Elaine’s photographs in Candid are shot using black and white film, then hand printed on fibre-based paper in a traditional wet studio, and finally hand-coloured by the artist herself. This process reveals, in Elaine’s words, the “meaty part” part of photography, “the part that can convey the desire, pain, love, etc. of the artist who made it.” This hand-colouring recalls the vernacular studio portraiture tradition from the late nineteenth century. However, in contrast to the technique that was created to heighten the realism of a black and white print, Elaine’s brushstrokes add a layer of irrationality: the garishly pink-cream of the young man’s cheekbones in Cona function like crudely drawn makeup; the turquoise comb and pink lips in D destabilize the 50’s Greaser glamour shot; and the pink painted stripe in K functions as decorative ribbon, a boxing rope, or as Do Not Cross Tape. Elaine’s work also makes reference to the tradition of high art. Specifically, Nude moving an abstract painting 1 is an obvious nod to Klein’s blue female nudes. Curiously however, Elaine follows Klein’s lead—the nude women are still used as props at the artistic disposal of the artist orchestrating the work.
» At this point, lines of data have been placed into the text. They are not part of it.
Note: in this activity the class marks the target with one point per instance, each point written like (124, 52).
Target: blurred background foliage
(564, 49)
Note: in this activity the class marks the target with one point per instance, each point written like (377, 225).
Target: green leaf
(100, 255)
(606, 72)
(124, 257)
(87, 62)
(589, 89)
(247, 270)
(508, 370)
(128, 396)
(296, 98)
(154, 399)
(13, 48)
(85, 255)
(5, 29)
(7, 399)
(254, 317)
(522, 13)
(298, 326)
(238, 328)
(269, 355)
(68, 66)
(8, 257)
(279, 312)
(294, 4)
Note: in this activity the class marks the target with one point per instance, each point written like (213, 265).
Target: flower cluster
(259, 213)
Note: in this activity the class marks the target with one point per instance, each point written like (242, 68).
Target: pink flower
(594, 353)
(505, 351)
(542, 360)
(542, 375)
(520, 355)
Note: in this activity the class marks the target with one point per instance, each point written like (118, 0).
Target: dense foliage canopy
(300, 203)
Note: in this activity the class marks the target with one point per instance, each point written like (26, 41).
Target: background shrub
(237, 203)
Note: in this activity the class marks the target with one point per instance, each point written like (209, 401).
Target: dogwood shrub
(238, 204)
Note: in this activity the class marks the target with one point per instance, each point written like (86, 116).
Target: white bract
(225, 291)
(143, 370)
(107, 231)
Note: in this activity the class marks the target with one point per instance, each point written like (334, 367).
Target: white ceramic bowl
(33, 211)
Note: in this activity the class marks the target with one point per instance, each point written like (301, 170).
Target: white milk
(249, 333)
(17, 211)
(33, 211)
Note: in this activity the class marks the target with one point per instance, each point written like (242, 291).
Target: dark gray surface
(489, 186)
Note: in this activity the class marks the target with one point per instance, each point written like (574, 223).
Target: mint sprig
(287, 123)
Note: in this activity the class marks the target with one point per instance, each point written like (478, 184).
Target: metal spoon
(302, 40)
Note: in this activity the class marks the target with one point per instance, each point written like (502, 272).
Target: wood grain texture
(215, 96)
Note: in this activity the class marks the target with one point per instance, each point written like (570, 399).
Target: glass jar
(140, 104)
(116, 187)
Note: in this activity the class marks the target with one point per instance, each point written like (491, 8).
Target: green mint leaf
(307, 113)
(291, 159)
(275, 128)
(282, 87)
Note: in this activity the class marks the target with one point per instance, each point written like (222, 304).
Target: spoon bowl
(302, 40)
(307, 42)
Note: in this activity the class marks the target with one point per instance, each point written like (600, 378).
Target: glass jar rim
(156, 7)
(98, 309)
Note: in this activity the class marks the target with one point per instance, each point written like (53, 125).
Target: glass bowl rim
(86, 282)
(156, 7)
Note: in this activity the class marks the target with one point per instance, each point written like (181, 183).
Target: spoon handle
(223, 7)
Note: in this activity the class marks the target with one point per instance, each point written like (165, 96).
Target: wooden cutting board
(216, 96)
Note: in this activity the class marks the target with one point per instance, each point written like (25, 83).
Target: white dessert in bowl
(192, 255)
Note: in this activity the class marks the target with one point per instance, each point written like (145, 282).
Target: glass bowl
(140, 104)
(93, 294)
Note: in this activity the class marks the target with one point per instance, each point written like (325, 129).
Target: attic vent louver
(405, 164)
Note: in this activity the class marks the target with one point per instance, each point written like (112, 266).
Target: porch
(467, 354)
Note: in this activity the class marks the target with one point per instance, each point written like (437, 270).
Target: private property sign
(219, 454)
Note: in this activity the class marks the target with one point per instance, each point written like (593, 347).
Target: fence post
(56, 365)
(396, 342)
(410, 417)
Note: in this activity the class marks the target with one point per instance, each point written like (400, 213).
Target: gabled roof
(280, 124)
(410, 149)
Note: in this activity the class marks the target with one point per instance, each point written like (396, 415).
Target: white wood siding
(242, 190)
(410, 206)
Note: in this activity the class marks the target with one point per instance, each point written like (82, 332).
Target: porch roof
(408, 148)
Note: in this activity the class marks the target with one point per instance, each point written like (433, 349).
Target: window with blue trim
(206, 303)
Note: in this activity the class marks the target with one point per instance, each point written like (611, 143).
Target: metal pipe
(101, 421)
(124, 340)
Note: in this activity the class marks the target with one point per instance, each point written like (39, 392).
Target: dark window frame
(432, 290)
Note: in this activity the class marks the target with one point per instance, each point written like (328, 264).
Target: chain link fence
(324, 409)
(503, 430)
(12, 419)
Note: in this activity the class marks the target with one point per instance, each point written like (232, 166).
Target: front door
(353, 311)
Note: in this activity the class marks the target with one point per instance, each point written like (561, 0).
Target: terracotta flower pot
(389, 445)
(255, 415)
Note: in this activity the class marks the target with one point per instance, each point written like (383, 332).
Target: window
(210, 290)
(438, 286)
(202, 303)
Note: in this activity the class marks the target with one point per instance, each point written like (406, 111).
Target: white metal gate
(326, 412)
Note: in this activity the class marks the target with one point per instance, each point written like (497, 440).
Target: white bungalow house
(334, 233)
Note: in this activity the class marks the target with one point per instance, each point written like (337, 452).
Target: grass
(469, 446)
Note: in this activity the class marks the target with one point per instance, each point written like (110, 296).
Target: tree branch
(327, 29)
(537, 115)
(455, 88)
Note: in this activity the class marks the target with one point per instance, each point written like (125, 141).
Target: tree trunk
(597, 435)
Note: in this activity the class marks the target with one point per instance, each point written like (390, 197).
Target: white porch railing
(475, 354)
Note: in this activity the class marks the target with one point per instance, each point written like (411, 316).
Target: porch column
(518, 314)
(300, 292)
In unexpected ways, Elaine’s work enters the realm of artistic fantasy unique to the artist herself. It is imbued with a bizarre humour. She isn’t afraid to challenge the viewer, exploit qualities in her subjects, or question her own competence as a photographer. Vulnerably resting between the line of fiction and the consequences of real-life representation, there is an ambiguity present in the power relations negotiated by Elaine, and ultimately it is unclear how the viewer is implicated. Or more precisely, one may wonder what responsibility the viewer has in looking.
In our advanced age of digital technology we are constantly being surveyed, scanned, and inspected. With or without our consent, systems of dominance have made us internalize modes of self-censorship—we are not only constantly monitored and regulated, we are also constantly monitoring and regulating ourselves. One begins to wonder if a truly candid moment is possible, and if it is, what does it look like? Not surprisingly, all the artists in Candid created their work on traditional film. Perhaps being candid is mostly about being open to others: open to looking, and open to being looked at. Blurring the line between documentary and staged photography, and operating from intersecting and overlapping traditions, Maya, Karen, and Elaine each present a notion of portraiture that expresses something unique about their own experiences of class, ethnicity, and gender.